Writing his commentary in Berlin’s Der Tagesspiegel (In Doubt Against Severity: Thin Evidence, Mzoudi Cannot Be Condemned), Frank Jansen is a bit less vehement. Indeed, he starts out writing “Seldom in the history of German jurisprudence has a court so contradicted itself,” speaking of the glaring contrast between Mzoudi’s being set free and his compatriot el-Motassadeq being condemned to 15 years’ imprisonment on essentially the same charges, on the basis of the same evidence – not counting that late, December 11 submission which turned out to be decisive for Mzoudi. It has dawned on you by now, hasn’t it, dear reader: If Mzoudi could be set free on the basis of that December 11 submission, then the same could happen for el-Motassadeq, this time on appeal. Or on the other hand, as Otto Schily and all his prosecutors all the way down maintain, the appeals courts could overturn Mzoudi’s release and confirm el-Motassadeq’s conviction – most likely on the basis on even more evidence that the American authorities allow to trickle out that shows these gentlemen to be deeply involved with Mohammed Atta after all and/or that show Ramzi Binalshibh’s December 11 evidence to be not credible.

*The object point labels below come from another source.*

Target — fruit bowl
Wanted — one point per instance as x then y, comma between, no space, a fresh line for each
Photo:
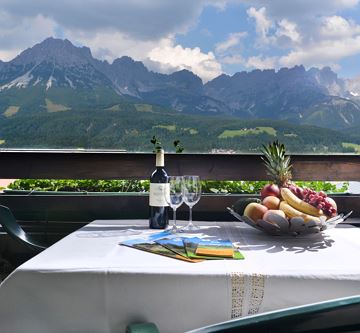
294,227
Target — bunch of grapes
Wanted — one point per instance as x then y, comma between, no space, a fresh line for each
317,199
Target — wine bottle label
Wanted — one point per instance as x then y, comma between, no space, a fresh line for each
158,193
160,158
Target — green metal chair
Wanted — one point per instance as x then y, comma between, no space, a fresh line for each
339,315
10,225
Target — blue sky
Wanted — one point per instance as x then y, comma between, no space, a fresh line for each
209,37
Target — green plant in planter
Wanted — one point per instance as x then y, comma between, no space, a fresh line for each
158,146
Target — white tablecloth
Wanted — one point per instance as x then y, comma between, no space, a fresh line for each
88,283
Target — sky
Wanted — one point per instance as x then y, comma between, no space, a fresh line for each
208,37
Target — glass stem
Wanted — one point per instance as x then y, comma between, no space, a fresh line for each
174,217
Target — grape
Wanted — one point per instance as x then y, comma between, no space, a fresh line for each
316,199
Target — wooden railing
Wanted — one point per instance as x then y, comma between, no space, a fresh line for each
78,209
54,216
70,164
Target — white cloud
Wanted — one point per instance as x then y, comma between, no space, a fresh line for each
263,24
261,62
338,27
138,19
16,34
323,53
232,41
112,45
177,57
236,59
300,10
288,30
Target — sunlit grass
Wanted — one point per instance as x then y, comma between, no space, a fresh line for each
247,131
52,107
11,110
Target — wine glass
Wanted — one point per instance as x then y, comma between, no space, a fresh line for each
192,193
174,198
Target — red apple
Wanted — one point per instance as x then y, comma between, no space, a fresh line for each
255,211
270,190
271,202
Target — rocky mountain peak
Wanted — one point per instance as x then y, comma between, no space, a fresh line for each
54,50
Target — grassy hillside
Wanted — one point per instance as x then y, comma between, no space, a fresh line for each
68,118
131,128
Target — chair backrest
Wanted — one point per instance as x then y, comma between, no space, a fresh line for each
9,223
339,315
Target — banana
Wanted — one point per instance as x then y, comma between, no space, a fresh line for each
292,212
299,204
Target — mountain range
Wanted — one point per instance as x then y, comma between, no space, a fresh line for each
55,76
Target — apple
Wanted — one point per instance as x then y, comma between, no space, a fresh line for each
332,202
271,202
268,216
270,190
255,211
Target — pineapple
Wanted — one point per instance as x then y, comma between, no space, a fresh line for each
277,165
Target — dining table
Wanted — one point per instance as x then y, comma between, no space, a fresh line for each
89,282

In all, as Jansen points out, the Americans have actually so far merely shot themselves in the foot with their secretive attitude towards releasing the information that they have – they have managed to release just enough to cause the acquittal and release of a suspect whom they would greatly prefer to be locked up behind a German prison’s walls. Maybe they will see the light in time and become rather more forthcoming; as we saw way back in the New York Times article, there are plenty of September 11 victims’ families following proceedings closely, and wishing that they would.